君が代は愛の歌?

先日我が国の国歌である君が代の君は男女の事ではないと書いた。誤解のないよう一言述べておくと、君が代が男女の愛をうたったものであるという解釈をするなと私は言っているのではなく、その解釈の正当性を古典に求めることはできないということである。そう思いたいなら堂々とそうしていればいいのである。

さて、君が代とは江戸時代当たりに結婚式などで歌われたことがようだ。また恋歌のような扱いを受けていたこともあるらしい。このことから君が代を愛だの恋だのの歌だという人があるようだ。なるほど結婚式で歌われていたのならいかにも男女の愛を歌ったものとして、君=男女という理屈がまかり通りそうである。
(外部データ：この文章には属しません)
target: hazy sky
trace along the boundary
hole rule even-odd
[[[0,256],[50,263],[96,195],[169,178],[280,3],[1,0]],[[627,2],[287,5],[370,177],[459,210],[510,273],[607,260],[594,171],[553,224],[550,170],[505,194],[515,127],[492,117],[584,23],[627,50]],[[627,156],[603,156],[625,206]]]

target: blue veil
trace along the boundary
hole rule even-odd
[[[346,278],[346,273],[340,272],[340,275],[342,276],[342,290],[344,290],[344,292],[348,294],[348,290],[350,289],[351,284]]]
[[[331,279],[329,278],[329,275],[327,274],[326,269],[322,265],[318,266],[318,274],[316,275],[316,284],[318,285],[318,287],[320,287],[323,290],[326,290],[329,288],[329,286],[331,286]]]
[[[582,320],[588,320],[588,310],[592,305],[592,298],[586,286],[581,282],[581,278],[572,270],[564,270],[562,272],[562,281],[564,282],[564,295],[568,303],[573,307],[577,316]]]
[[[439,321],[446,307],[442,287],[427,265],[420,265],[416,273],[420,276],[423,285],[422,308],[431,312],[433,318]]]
しかし当然、結婚式に歌われるようになったのは、一般的におめでたい歌と認知されていたためで、元々は男女の事を歌ったわけではないし、恋の歌というのもこの歌の本義からは外れている。「きみ」=あなたの長寿を寿ぐというのがこの歌の意味であり、人類愛とか、恋慕の情などこの歌から読み取ることなどできない。恋仲にあるものからものへと詠みかけたなら、一応愛する人の長寿を願う歌として恋の歌とは言えよう。しかしこれはあくまで「賀」の歌であり、「恋」ではない。恋の歌であったなら当然「恋」の部立に収められたはずである。この歌を古代の人びとは恋の歌とは認知していなかったのである。それなのに一時この歌がそのような扱いをされたからと言って、それが真実だとか本当の意味だとか言っているのはどうか。歌の意味が変わり、それが本義に代わって本流だというのだろうか。その論理に従えば、今君が代は国歌として、天皇陛下の長寿を寿ぐという意味になっており、それが本当の意味ということになる。

重ねて私が言いたいのは、君が代を愛の歌と思うのも恋の歌とも思うのも勝手にすればよいが、それが歴史的な正当性を得ることはできないということである。